CONSUMERS must be told of the three stages of multiple-profiteering by the oil cartel as outlined by Garcia:

1. Overpricing at source – The cartel of the Organization of Petroleum Exporting Countries (OPEC) led by Saudi Arabia dictates and manipulates the supply and the price, and other producers like Shell and Texaco follow. All OPEC has to do is say so and it is so. Since production cost is practically fixed, the per-barrel price should have stayed at the $10 level in March. But OPEC decided that it should now be $22 (or 120 percent higher!) and possibly $26 toward yearend — and that’s it. Naturally, Shell and Texaco went along.

Garcia estimated that this $12 overprice at source translated to a P3.24-per-liter increase in pump price in the country. Based on our annual consumption, the overprice adds up to P81 billion in one year. Since the original $10barrel price already covered total costs, the P81 billion additional revenue is additional profit for Royal Dutch Shell, Texaco and Saudi-Aramco.

2. Oil transfer pricing – Before deregulation, price control ceiling were based on landed cost of crude. Since the Big Three were buying from their mother companies, it was easy for them to overstate their landed cost to justify price increases.

This explains why the Big Three’s refinery gate prices of gasoline and other finished products are higher than Singapore export prices by $3 per barrel (76 centavos per liter). Since Singaporean refineries were geared for the open export market, there was no advantage for them to engage in bloated transfer pricing.

3. Outright lagaring-hapon profiteering – When world crude prices go up and/or the peso-dollar exchange rate deteriorates, the Big Three raise their prices well beyond the additional costs. But when world prices go down, they do not slash local prices to as low as the drop in world prices.

Coming and going, they rake in profits not in proportion to the increase or the decrease in their costs. The government always threatens to audit them, but nothing is done after the press release sees print.

* * *

WE have another question that we want to toss to experts on car engines. We only ask that they not be too technical in their language and to instead use understandable terms.

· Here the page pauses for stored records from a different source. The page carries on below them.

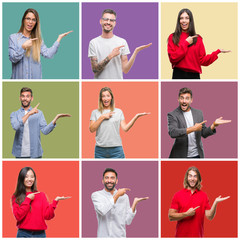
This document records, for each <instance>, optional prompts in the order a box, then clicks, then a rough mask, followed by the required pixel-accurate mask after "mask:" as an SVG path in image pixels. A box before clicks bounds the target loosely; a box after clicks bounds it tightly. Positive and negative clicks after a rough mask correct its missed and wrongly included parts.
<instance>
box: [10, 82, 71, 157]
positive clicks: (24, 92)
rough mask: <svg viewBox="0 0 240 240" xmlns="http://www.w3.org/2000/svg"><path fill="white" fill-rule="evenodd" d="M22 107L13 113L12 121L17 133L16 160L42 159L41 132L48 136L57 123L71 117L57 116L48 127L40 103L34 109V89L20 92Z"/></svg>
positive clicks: (11, 122) (12, 126)
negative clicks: (60, 120)
mask: <svg viewBox="0 0 240 240" xmlns="http://www.w3.org/2000/svg"><path fill="white" fill-rule="evenodd" d="M20 101H21V104H22V107H21V108H20V109H19V110H18V111H16V112H12V113H11V116H10V119H11V124H12V127H13V129H14V130H15V131H16V133H15V138H14V143H13V149H12V154H13V155H14V156H15V157H16V158H40V157H42V154H43V150H42V146H41V137H40V131H41V132H42V133H43V134H45V135H47V134H49V133H50V132H51V131H52V130H53V129H54V128H55V126H56V121H57V120H58V119H59V118H62V117H71V115H69V114H63V113H61V114H57V115H56V117H55V118H54V119H53V121H52V122H51V123H49V124H48V125H47V123H46V120H45V118H44V115H43V113H42V111H40V110H39V109H38V106H39V104H40V103H38V104H37V105H36V106H35V107H34V108H32V107H31V102H32V101H33V93H32V89H30V88H27V87H24V88H22V89H21V90H20Z"/></svg>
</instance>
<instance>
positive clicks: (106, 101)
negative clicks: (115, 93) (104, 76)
mask: <svg viewBox="0 0 240 240" xmlns="http://www.w3.org/2000/svg"><path fill="white" fill-rule="evenodd" d="M111 102H112V96H111V94H110V92H109V91H105V92H102V103H103V107H104V108H106V109H109V108H110V105H111Z"/></svg>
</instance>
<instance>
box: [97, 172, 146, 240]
mask: <svg viewBox="0 0 240 240" xmlns="http://www.w3.org/2000/svg"><path fill="white" fill-rule="evenodd" d="M102 183H103V184H104V189H103V190H101V191H97V192H94V193H93V194H92V201H93V205H94V208H95V211H96V214H97V220H98V231H97V237H111V238H113V237H126V224H127V225H130V224H131V222H132V220H133V218H134V217H135V214H136V205H137V203H138V202H140V201H143V200H146V199H148V197H145V198H134V201H133V204H132V207H130V203H129V198H128V195H127V194H126V192H127V191H130V189H129V188H119V189H118V190H117V189H116V188H115V185H116V184H117V183H118V178H117V172H116V171H115V170H114V169H112V168H106V169H105V171H104V172H103V179H102Z"/></svg>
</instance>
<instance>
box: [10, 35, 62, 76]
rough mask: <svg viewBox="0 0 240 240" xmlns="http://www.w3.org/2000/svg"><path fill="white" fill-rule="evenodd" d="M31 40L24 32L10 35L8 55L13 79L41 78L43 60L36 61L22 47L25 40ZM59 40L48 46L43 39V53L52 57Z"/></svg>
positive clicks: (49, 57)
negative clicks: (41, 60) (42, 61)
mask: <svg viewBox="0 0 240 240" xmlns="http://www.w3.org/2000/svg"><path fill="white" fill-rule="evenodd" d="M27 40H29V38H28V37H25V36H24V35H23V34H22V33H14V34H11V35H10V36H9V43H8V55H9V60H10V61H11V62H12V76H11V78H12V79H41V78H42V67H41V62H35V61H34V60H33V58H32V57H31V56H30V57H27V56H26V55H25V53H26V50H24V49H23V48H22V45H23V43H24V42H26V41H27ZM58 47H59V42H58V41H56V42H55V43H54V44H53V46H52V47H50V48H47V47H46V45H45V44H44V42H43V41H42V45H41V52H40V53H41V55H42V56H43V57H45V58H52V57H53V56H54V55H55V54H56V53H57V50H58Z"/></svg>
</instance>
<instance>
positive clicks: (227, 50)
mask: <svg viewBox="0 0 240 240" xmlns="http://www.w3.org/2000/svg"><path fill="white" fill-rule="evenodd" d="M220 51H221V53H229V52H232V51H231V50H224V49H220Z"/></svg>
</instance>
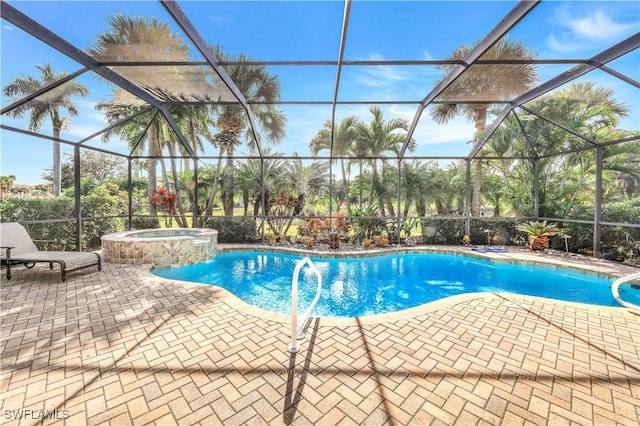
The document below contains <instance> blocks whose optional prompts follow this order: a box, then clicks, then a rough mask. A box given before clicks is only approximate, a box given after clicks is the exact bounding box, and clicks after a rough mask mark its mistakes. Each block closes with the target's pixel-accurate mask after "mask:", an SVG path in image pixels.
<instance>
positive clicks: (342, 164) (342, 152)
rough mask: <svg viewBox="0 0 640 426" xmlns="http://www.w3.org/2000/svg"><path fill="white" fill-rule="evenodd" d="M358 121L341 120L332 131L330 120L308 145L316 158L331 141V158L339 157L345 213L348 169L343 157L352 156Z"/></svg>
mask: <svg viewBox="0 0 640 426" xmlns="http://www.w3.org/2000/svg"><path fill="white" fill-rule="evenodd" d="M359 124H360V119H359V118H358V117H356V116H350V117H347V118H345V119H343V120H342V121H341V122H340V124H338V125H337V126H336V127H335V129H334V130H333V135H332V129H333V126H332V125H331V120H327V121H325V122H324V124H323V127H322V129H320V130H319V131H318V133H316V135H315V136H314V137H313V139H312V140H311V144H310V145H309V147H310V149H311V154H312V155H314V156H317V155H318V154H319V153H320V151H323V150H330V149H331V141H332V140H333V151H332V152H330V154H331V156H332V157H340V171H341V172H342V194H344V197H345V200H344V201H345V202H346V206H347V211H348V210H349V204H350V203H349V177H350V174H351V172H350V167H348V165H347V162H346V161H345V157H346V156H348V155H351V154H353V148H354V146H355V143H356V140H357V136H358V133H357V126H358V125H359Z"/></svg>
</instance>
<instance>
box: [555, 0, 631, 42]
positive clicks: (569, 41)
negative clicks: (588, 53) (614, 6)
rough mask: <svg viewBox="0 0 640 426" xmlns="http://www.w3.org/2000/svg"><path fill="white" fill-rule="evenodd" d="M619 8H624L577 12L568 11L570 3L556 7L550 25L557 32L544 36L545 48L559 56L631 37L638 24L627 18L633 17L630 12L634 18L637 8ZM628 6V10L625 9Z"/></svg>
mask: <svg viewBox="0 0 640 426" xmlns="http://www.w3.org/2000/svg"><path fill="white" fill-rule="evenodd" d="M586 4H587V5H588V3H586ZM622 5H623V6H622V7H624V8H625V9H621V10H615V9H613V7H605V6H603V7H600V8H597V9H587V10H584V11H580V10H577V9H575V7H574V8H570V7H571V6H575V4H573V3H571V4H563V5H562V6H559V7H557V8H556V10H555V16H554V22H553V24H555V26H556V27H557V30H556V31H554V32H552V33H551V34H549V36H548V37H547V47H549V48H550V49H551V50H553V51H556V52H560V53H567V52H581V51H585V50H590V49H593V48H594V47H600V46H603V47H605V46H606V45H607V43H608V42H615V41H617V40H620V39H621V38H623V37H625V36H628V35H631V34H633V33H634V32H636V31H638V29H639V25H638V23H637V21H633V20H632V21H629V20H628V17H629V16H634V13H635V15H636V16H637V13H638V10H637V6H635V5H634V4H633V3H627V4H625V3H622ZM607 6H608V5H607ZM629 6H630V7H631V9H627V7H629ZM630 10H631V13H630ZM625 17H626V20H625Z"/></svg>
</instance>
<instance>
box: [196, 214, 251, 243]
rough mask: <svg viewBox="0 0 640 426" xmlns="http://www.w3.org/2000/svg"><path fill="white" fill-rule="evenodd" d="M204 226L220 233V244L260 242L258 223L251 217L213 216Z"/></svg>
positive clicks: (219, 238)
mask: <svg viewBox="0 0 640 426" xmlns="http://www.w3.org/2000/svg"><path fill="white" fill-rule="evenodd" d="M204 226H205V228H212V229H215V230H217V231H218V242H219V243H252V242H255V241H257V240H258V233H257V229H256V222H255V220H254V219H253V218H251V217H244V216H240V217H233V216H213V217H209V218H207V220H206V221H205V224H204Z"/></svg>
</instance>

Dingel told us among other things sometime back that a car runs better without the air filter/cleaner put in by manufacturers. He said the filter just adds to the cost of the car, gets in the way, and shortens the life of the engine.

Can we please hear from the experts, preferably via email so we can copy/paste their text easily. Our tired typing fingers, all four of them, need some rest.

Dingel explained that the ideal air-fuel ratio in cars is around 15 to 1. The filter restricts the flow of air and reduces the ratio to something like 8 to 1, he says, adding that removing the filter will allow the engine to “breathe” more properly.

* * *

BUT isn’t the air filter supposed to keep out dirt and other unwanted objects like dry leaves, insects, dust and other debris? Dingel said the filter itself, made of fibrous synthetic material, flings its own fibers into the engine’s chamber.

Don’t worry about a little dirt, he said, because this is instantly burned as it enters the combustion chamber. Right after being incinerated, the dirt (whatever it is) is immediately sucked out with the exhaust without a chance of its getting deeper into the engine to inflict any damage.

We’ve noticed that vehicles with their filters removed, especially those cars treated with his ElectroMagnetic Fluid (EMF), turn into power machines that surge with only a gentle tap on the accelerator.

Now shall we please hear from the experts?